A crença é a de que herdamos dos nossos antepassados muito mais que características físicas. A técnica virou uma verdadeira febre e, quando conduzida por um bom profissional, o resultado pode ser um arrepio – porém, saudável. E já são cerca de 4.000 consteladores formados no Brasil que atuam em diversas áreas além da psicologia, como em resolução de conflitos judiciais, de problemas empresariais e até em curas de doenças.

A propagação da prática gerou um novo significado para o verbo: “constelar”. É a arte de enxergar-se em um sistema, entendendo seu papel e o dos outros em situações problemáticas. Você leva uma questão que te aflige para ser analisada em uma espécie de encenação. Pessoas desconhecidas representam a pessoa, seus familiares e sentimentos.

É difícil explicar, principalmente porque é algo que se sente. A melhor forma de compreender seria participando como voluntário ou arriscando-se a ser constelado, se houver algo específico que se queira mudar ou melhorar.

A reportagem de O TEMPO assistiu a três constelações, participou de quatro como representantes e “constelou” ao final. Na primeira que vimos, a constelada foi Carol*, 37. Assim que começou a falar seu problema, ela já chorava. Dizia que não aguentava mais se sentir mãe da própria mãe, “carregar esse peso e mandar em todo mundo”. Posicionadas de frente a ela, as pessoas que representavam os familiares (mãe, pai, avós e ela) iam falando as sensações (raiva, cansaço, arrepios, leveza) que tinham ao se aproximarem uns dos outros, sem saber ainda quem eles estavam representando. “Eles não incorporam ninguém, mas tem uma energia, um calor de forças que a física quântica explica. Os representantes precisam estar bem centrados para que a gente faça essa leitura corporal. Não é teatro, não é mágica, chegamos a um diagnóstico preciso do problema, é uma terapia brevíssima (pode durar de 20 minutos a uma hora)”, explicou o advogado Hércules Randazzo, que faz constelações há 18 anos. Ele ressalta que tudo tem que fazer sentido para o cliente, por isso não pode ser forçado.
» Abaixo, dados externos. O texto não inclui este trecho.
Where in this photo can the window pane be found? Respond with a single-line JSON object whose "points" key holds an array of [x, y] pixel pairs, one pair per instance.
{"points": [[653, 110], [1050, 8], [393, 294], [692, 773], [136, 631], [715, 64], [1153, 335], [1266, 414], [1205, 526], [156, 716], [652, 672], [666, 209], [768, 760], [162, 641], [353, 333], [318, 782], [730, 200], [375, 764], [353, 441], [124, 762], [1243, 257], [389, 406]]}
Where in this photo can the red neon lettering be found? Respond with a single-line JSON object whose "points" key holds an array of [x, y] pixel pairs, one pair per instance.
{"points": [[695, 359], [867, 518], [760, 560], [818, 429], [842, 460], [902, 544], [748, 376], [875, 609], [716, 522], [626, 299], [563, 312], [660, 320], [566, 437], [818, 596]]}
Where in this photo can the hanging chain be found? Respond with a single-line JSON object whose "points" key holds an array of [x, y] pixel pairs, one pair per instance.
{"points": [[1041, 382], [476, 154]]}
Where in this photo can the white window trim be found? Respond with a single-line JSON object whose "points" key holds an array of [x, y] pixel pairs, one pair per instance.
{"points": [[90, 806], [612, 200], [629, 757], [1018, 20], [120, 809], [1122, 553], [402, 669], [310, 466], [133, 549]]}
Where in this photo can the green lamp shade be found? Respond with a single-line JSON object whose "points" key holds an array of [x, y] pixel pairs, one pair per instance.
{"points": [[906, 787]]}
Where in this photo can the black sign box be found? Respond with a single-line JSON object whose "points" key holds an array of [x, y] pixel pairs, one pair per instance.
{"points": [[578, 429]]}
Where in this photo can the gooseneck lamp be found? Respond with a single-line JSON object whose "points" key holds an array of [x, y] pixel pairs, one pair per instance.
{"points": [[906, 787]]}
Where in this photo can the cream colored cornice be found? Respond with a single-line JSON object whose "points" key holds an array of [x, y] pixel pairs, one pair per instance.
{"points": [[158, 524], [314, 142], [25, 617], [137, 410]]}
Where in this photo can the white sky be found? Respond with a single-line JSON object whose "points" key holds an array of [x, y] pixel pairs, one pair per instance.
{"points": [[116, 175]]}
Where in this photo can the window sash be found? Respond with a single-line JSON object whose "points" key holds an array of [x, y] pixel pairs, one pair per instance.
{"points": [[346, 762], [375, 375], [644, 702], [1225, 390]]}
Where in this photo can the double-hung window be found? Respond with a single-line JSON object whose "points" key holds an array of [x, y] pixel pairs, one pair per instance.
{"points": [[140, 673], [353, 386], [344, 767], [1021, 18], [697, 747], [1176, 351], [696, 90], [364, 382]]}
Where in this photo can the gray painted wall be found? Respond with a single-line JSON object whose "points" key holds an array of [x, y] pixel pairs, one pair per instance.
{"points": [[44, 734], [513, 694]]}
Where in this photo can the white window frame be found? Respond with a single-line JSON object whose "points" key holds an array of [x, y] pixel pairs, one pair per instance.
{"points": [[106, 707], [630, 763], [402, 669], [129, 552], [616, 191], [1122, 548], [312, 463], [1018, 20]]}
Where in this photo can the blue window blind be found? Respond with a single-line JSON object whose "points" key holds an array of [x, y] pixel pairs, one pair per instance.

Efeito. Dava para ver no rosto de Carol, enxugando as lágrimas, o alívio e a gratidão pelas pessoas que fizeram sua constelação. Ela entendeu que estava repetindo um comportamento da avó e da mãe, que não era dela, e estava pronta para seguir seu caminho. Há uma orientação para não comentar sobre a constelação nos dias seguintes, para que os efeitos possam aparecer.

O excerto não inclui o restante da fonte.